Überraschende Medienmitteilung am Dienstag aus der Chasa Editura Rumantscha (CER): Die seit Anfang 2010 als Geschäftsführerin tätige Anita Capaul verlässt die Institution und wechselt per Juni zum Kanton. Die heute 48-jährige Lugnezerin hat die CER, das erste romanische Verlagshaus, nach der Gründung vor 14 Jahren aufgebaut und seither auch geführt. Unter Capauls Ägide sind fast 100 Publikationen erschienen, wie aus der Mitteilung hervorgeht, darunter nicht nur gedruckte Werke, sondern auch E-Books. Auch hätten verschiedene Bücher respektive Autorinnen und Autoren in dieser Zeit für die in der CER veröffentlichten Publikationen Auszeichnungen erhalten.

Urezza Famos und Manuela Balett – sie vertreten die beiden Gesellschafterinnen des Verlagshauses, die Lia Rumantscha und die Uniun per la Litteratura Rumantscha – würden Capauls Schritt sehr bedauern, wird in der Mitteilung betont. Als Verlagsleiterin habe sie «enormes Engagement» geleistet und den romanischen Literaturschaffenden eine professionelle Anlaufstelle geboten. Capaul habe damit die Literaturszene der Rumantschia «massgeblich geprägt». Sie habe in den 14 Jahren bei der CER vielen inspirierenden Menschen begegnen dürfen, hält Capaul selbst fest. Es sei eine «bereichernde, abwechslungsreiche und kreative Arbeit» gewesen. Jetzt sei es aber Zeit für eine Veränderung, so Capaul. 

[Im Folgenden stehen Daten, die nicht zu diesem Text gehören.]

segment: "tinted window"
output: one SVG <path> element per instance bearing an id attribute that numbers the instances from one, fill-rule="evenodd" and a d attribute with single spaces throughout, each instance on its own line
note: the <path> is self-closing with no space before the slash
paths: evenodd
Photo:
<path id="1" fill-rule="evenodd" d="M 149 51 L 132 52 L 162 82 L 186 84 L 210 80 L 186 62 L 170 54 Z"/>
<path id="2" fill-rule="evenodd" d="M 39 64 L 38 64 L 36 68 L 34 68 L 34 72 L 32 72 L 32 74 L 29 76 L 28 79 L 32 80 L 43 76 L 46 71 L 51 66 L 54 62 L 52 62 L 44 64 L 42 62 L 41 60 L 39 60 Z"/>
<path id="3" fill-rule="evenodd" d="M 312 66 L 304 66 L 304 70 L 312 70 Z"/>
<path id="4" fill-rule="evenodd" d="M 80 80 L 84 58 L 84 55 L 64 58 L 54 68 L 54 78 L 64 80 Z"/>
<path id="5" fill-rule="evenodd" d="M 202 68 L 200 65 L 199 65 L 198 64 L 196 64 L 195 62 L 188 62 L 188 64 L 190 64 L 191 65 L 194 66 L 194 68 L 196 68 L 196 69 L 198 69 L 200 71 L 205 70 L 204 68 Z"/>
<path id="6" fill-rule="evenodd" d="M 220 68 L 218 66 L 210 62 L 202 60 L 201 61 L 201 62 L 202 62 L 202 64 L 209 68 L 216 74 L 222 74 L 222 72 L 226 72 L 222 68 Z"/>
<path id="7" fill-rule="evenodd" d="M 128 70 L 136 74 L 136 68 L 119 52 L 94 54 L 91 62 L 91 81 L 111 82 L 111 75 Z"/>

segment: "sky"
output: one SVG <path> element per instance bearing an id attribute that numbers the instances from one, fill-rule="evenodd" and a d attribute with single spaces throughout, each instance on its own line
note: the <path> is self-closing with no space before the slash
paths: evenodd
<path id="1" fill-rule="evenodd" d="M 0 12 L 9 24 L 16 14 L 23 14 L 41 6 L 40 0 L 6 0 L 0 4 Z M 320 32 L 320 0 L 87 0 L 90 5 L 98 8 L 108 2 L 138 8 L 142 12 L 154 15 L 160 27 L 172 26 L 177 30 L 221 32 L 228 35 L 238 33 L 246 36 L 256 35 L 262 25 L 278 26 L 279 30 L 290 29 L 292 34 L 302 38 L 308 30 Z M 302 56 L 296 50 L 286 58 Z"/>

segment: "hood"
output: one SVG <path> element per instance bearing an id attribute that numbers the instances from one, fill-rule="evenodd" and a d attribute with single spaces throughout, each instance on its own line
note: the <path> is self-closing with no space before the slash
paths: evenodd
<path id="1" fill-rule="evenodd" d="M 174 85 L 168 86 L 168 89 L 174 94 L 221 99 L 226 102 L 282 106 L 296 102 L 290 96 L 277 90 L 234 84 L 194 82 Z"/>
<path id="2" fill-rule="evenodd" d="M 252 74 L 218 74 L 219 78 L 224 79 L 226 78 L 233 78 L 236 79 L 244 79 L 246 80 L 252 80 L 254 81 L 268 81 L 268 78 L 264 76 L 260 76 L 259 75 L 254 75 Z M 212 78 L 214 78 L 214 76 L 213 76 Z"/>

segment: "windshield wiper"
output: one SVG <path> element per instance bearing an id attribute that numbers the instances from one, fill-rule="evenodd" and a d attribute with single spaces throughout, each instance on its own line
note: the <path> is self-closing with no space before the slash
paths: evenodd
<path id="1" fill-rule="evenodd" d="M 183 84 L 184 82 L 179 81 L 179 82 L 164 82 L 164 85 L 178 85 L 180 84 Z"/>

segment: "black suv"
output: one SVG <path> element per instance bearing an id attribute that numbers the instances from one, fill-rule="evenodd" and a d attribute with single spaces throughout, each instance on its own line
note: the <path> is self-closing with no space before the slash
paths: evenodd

Ihre neue Aufgabe ist schon bekannt: Die Lugnezerin wird im Departement für Finanzen und Gemeinden Graubünden tätig. Sie übernimmt dort in der Stabsstelle Digitale Verwaltung die Aufgabe als Verantwortliche der Koordinationsstelle für Gemeinden. Die Nachfolgesuche für die Leitung der CER beginnt laut Capaul demnächst.